JANUARY 30, 2004
VOLUME 1, NO 2
 

Yes, I inhaled. And I quite enjoyed it too

Aerosol insulin offers an alternative to diabetics

It's a fact that many type II diabetes patients need constant coaxing to take their meds appropriately, especially if they're using subcutaneous (SC) delivery for their insulin. Even with lots of support, glycemic control can be elusive. But help is on the way.

Dr Kjeld Hermansen and colleagues from Aarhus University Hospital in Denmark have just published trial results of the new Novo Nordisk/Aradigm AERx inhaled insulin diabetes management system, and it looks good. The researchers found inhaled insulin was just as effective as the standard SC route for long-term metabolic control.

In the study, published in Diabetes Care, they enrolled 109 middle-aged, nonsmoking patients, all of whom had been struggling with type II diabetes for about 12 years and had been on insulin for at least six months. They all had normal lung function. The researchers divided them randomly into two groups.
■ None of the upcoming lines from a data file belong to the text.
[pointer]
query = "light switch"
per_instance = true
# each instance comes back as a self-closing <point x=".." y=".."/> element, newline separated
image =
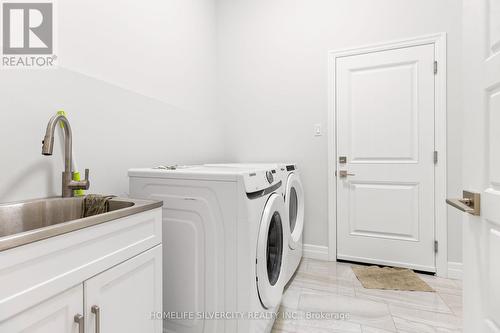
<point x="317" y="130"/>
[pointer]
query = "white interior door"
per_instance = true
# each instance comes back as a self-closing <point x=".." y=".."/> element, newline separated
<point x="481" y="172"/>
<point x="385" y="131"/>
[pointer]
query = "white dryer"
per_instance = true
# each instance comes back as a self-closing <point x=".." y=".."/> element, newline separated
<point x="293" y="193"/>
<point x="225" y="246"/>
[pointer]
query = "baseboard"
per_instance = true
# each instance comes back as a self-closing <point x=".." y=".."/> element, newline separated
<point x="455" y="270"/>
<point x="315" y="252"/>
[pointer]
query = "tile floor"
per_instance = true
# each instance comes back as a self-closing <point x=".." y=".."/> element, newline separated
<point x="329" y="288"/>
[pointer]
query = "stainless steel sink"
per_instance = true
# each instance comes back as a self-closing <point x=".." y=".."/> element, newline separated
<point x="29" y="221"/>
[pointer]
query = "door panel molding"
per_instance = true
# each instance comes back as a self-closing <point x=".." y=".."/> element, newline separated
<point x="440" y="210"/>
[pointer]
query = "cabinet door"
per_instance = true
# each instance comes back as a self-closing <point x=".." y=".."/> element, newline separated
<point x="54" y="315"/>
<point x="124" y="298"/>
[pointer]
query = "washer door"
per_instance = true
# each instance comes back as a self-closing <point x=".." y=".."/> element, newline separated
<point x="294" y="203"/>
<point x="271" y="247"/>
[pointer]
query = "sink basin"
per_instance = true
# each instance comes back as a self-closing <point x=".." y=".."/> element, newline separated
<point x="28" y="221"/>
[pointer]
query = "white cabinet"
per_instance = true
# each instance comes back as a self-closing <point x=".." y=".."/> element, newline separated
<point x="116" y="266"/>
<point x="123" y="298"/>
<point x="50" y="316"/>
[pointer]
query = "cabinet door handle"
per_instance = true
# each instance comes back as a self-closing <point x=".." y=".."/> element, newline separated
<point x="96" y="310"/>
<point x="79" y="320"/>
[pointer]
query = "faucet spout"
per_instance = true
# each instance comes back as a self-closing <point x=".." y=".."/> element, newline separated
<point x="48" y="141"/>
<point x="68" y="184"/>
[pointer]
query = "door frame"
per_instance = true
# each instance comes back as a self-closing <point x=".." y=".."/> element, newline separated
<point x="440" y="107"/>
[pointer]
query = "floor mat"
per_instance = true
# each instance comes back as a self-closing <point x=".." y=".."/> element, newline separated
<point x="374" y="277"/>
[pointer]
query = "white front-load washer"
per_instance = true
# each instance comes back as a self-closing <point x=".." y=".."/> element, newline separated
<point x="225" y="246"/>
<point x="293" y="193"/>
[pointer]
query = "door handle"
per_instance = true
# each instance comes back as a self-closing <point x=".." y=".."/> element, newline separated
<point x="470" y="203"/>
<point x="79" y="319"/>
<point x="344" y="174"/>
<point x="96" y="310"/>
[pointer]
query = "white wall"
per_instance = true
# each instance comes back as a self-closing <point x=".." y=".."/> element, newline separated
<point x="137" y="79"/>
<point x="272" y="69"/>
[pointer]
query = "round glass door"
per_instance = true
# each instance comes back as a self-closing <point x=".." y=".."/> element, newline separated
<point x="271" y="252"/>
<point x="294" y="203"/>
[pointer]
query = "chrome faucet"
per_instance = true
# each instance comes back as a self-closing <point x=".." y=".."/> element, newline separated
<point x="68" y="184"/>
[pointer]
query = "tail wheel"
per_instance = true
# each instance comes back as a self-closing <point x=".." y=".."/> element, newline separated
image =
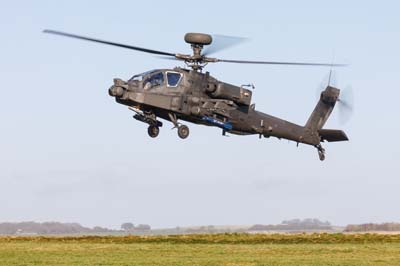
<point x="183" y="131"/>
<point x="153" y="131"/>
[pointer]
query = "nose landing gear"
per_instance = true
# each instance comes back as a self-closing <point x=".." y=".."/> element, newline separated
<point x="183" y="131"/>
<point x="153" y="131"/>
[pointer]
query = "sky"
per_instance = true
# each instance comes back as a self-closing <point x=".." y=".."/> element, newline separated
<point x="69" y="153"/>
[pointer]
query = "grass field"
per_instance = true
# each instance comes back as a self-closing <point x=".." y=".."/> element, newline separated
<point x="219" y="249"/>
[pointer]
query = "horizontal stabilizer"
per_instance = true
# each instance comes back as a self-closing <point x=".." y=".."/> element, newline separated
<point x="332" y="135"/>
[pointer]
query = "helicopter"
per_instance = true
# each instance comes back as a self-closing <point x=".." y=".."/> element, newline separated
<point x="191" y="95"/>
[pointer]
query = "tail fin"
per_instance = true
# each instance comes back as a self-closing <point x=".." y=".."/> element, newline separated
<point x="323" y="109"/>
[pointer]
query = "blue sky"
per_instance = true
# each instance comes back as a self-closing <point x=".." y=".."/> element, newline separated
<point x="69" y="153"/>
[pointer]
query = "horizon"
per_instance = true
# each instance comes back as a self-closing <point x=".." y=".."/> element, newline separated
<point x="70" y="153"/>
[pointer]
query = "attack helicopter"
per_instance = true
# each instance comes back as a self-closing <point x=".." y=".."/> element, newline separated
<point x="189" y="94"/>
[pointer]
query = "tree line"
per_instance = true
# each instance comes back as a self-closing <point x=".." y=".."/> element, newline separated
<point x="372" y="227"/>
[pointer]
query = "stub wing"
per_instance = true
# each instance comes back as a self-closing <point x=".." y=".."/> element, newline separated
<point x="332" y="135"/>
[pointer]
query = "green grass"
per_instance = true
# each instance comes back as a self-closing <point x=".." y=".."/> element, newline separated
<point x="220" y="249"/>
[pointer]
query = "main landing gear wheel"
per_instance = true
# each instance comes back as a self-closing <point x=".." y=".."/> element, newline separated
<point x="183" y="131"/>
<point x="153" y="131"/>
<point x="321" y="152"/>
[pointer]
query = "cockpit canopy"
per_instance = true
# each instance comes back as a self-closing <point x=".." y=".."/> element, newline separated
<point x="155" y="78"/>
In group one, patients inhaled their insulin via the AERx system just before meals. The "SC" group got SC insulin 30 minutes before they ate. All patients received SC insulin at bedtime. Safety endpoints like lung function tests, insulin-specific antibodies, and hypoglycemic episodes were recorded periodically.
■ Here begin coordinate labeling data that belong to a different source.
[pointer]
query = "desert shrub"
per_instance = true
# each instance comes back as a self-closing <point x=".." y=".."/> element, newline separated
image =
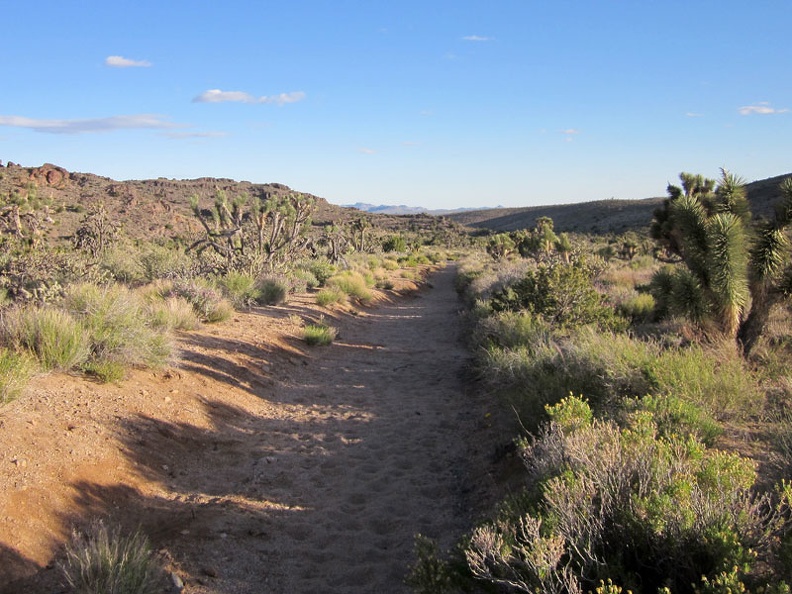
<point x="321" y="269"/>
<point x="353" y="284"/>
<point x="394" y="243"/>
<point x="120" y="334"/>
<point x="105" y="370"/>
<point x="637" y="308"/>
<point x="302" y="280"/>
<point x="172" y="313"/>
<point x="240" y="288"/>
<point x="57" y="339"/>
<point x="123" y="264"/>
<point x="390" y="264"/>
<point x="104" y="561"/>
<point x="674" y="415"/>
<point x="544" y="367"/>
<point x="207" y="301"/>
<point x="16" y="370"/>
<point x="272" y="290"/>
<point x="716" y="380"/>
<point x="563" y="294"/>
<point x="532" y="366"/>
<point x="509" y="330"/>
<point x="318" y="334"/>
<point x="648" y="512"/>
<point x="159" y="261"/>
<point x="330" y="296"/>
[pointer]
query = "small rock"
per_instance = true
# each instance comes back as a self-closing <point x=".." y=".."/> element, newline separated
<point x="177" y="581"/>
<point x="211" y="571"/>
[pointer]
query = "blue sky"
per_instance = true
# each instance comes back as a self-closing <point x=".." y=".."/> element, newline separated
<point x="440" y="104"/>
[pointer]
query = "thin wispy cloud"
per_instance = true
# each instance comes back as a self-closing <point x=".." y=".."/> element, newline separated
<point x="761" y="108"/>
<point x="121" y="62"/>
<point x="87" y="126"/>
<point x="218" y="96"/>
<point x="570" y="133"/>
<point x="193" y="135"/>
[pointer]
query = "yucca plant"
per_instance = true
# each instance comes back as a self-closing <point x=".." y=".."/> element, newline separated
<point x="732" y="271"/>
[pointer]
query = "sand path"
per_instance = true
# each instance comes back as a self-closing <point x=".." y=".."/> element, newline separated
<point x="259" y="464"/>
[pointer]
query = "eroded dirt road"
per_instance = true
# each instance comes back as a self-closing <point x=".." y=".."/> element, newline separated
<point x="256" y="464"/>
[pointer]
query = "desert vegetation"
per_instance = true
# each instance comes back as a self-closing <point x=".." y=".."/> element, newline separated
<point x="634" y="371"/>
<point x="642" y="375"/>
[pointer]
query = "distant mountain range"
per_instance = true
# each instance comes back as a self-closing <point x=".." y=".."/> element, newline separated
<point x="405" y="210"/>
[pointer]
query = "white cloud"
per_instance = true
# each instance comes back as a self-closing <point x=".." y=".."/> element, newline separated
<point x="218" y="96"/>
<point x="570" y="133"/>
<point x="109" y="124"/>
<point x="761" y="108"/>
<point x="121" y="62"/>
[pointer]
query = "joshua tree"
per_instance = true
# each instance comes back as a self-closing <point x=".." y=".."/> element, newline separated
<point x="732" y="271"/>
<point x="499" y="246"/>
<point x="359" y="227"/>
<point x="97" y="231"/>
<point x="253" y="232"/>
<point x="540" y="241"/>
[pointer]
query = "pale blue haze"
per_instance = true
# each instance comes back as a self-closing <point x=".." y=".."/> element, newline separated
<point x="441" y="104"/>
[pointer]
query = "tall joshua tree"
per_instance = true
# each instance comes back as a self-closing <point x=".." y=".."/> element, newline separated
<point x="732" y="271"/>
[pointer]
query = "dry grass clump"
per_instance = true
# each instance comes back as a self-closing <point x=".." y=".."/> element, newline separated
<point x="208" y="301"/>
<point x="55" y="337"/>
<point x="105" y="561"/>
<point x="354" y="284"/>
<point x="330" y="296"/>
<point x="319" y="334"/>
<point x="16" y="370"/>
<point x="121" y="335"/>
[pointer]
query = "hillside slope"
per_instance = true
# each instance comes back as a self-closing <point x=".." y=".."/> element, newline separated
<point x="603" y="216"/>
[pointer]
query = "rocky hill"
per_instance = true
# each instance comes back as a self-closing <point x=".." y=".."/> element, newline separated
<point x="160" y="208"/>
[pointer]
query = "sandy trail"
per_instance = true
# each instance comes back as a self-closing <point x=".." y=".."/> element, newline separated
<point x="258" y="464"/>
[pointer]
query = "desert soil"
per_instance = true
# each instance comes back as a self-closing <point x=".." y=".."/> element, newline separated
<point x="255" y="463"/>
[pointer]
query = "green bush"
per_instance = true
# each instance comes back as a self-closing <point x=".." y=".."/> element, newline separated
<point x="320" y="268"/>
<point x="104" y="561"/>
<point x="159" y="262"/>
<point x="563" y="294"/>
<point x="272" y="290"/>
<point x="638" y="308"/>
<point x="240" y="288"/>
<point x="330" y="296"/>
<point x="717" y="381"/>
<point x="302" y="280"/>
<point x="647" y="512"/>
<point x="352" y="283"/>
<point x="120" y="334"/>
<point x="394" y="243"/>
<point x="172" y="313"/>
<point x="16" y="370"/>
<point x="123" y="265"/>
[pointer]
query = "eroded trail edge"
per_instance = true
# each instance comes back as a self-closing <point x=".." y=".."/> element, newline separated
<point x="258" y="464"/>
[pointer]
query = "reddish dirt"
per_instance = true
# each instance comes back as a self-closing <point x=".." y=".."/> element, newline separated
<point x="255" y="463"/>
After 12 weeks, there were no differences in HbA1c between the two groups but fasting serum glucose was significantly lower in the AERx group. There were only 151 hypoglycemic events in the AERx group compared to 211 events in the SC group. Pulmonary function was the same regardless of treatment Type, and both approaches seemed equally safe. On the other hand, the AERx devices malfunctioned occasionally, and patients needed more help with them. Eleven patients dropped out, six from the AERx group.

SOME RESERVATIONS
But some researchers have reservations about the inhalation route. One concern is that inhaling the insulin seems to induce an atopic sensitivity in a lot of people. Other studies have shown that type I diabetics and adolescents are most at risk of developing insulin antibodies. Part of the problem is the low bioavailability of inhaled insulin, which can spur on an unwanted immune response. A presentation at last year's meeting of the American Diabetes Association described how insulin antibodies quadrupled in 24 weeks in patients who inhaled their insulin compared to patients who used the normal SC method. Also, high serum binding with the antibodies pointed to more immune-related side effects down the road.
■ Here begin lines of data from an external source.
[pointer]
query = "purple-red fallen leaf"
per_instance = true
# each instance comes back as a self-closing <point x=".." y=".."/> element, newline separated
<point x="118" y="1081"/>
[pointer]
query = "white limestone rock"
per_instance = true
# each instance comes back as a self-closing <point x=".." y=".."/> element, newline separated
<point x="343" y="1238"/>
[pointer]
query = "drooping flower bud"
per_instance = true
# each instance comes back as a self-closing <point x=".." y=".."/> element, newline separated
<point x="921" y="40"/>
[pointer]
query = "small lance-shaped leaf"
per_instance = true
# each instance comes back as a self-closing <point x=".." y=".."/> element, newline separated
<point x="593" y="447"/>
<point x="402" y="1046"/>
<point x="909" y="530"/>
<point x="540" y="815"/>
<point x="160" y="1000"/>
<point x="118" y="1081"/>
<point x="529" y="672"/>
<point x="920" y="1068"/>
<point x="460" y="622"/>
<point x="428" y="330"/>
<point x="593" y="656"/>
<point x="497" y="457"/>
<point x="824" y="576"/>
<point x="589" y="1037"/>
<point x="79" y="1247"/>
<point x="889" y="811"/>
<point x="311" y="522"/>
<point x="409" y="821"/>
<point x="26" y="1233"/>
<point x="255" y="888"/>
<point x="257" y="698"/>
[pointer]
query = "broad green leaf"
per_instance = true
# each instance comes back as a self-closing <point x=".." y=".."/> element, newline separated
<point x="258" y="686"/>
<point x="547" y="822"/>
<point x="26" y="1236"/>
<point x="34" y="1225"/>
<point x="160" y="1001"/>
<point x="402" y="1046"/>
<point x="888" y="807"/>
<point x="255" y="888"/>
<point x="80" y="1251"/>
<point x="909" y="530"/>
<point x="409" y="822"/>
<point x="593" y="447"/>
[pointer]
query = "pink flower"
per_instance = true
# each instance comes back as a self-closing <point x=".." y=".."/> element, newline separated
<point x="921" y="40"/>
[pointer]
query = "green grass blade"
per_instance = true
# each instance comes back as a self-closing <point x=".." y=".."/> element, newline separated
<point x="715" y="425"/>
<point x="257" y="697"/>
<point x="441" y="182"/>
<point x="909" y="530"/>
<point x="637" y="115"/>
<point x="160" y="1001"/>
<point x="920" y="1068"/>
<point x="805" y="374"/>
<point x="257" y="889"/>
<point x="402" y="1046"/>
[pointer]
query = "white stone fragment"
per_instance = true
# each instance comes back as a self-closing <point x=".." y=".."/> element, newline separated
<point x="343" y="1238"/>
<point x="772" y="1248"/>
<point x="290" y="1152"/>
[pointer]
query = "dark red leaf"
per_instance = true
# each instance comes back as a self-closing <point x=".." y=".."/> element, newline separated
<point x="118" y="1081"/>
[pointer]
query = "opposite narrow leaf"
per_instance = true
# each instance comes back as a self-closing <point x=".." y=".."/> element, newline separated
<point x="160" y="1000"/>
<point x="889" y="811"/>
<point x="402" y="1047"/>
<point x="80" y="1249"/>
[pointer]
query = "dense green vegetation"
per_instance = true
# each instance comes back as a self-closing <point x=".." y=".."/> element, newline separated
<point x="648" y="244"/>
Some studies also warn that certain patients may need their dosages fine tuned when they inhale their drug. This is because people absorb aerosols at different rates. For example, cigarette smokers absorb faster and more efficiently than non-smokers. Asthmatics, in contrast, absorb less well. Even in a single individual, breathing patterns vary. There are other drawbacks. Some patients don't like to inhale their meds when they have an upper respiratory infection, even though colds don't change the drug absorption rate. Inhaled insulin also causes cough in a lot of people. Pulmonary fibrosis has also been reported.

The AERx system, which increases delivery eightfold over conventional nebulizers, is just one of several technologies being developed for inhaled insulin. The AIR pulmonary drug delivery technology is being developed by Eli Lilly and Alkermes. Aventis, Pfizer Pharma, and Inhale Therapeutics are collaborating on a dry powder insulin called Exubera. Another dry powder system with a cartridge delivery is in the pipeline at Aerogen, Disetronic, and Pharmaceutical Discovery. All these approaches are similar to lispro, one of the fastest-acting SC insulin, but the duration of action lasts longer.

More insulin delivery technologies are being tested, including an oral spray, a 24-hour insulin patch, and an implanted insulin pump. There are already about 1,000 patients in France walking around with implanted insulin pumps.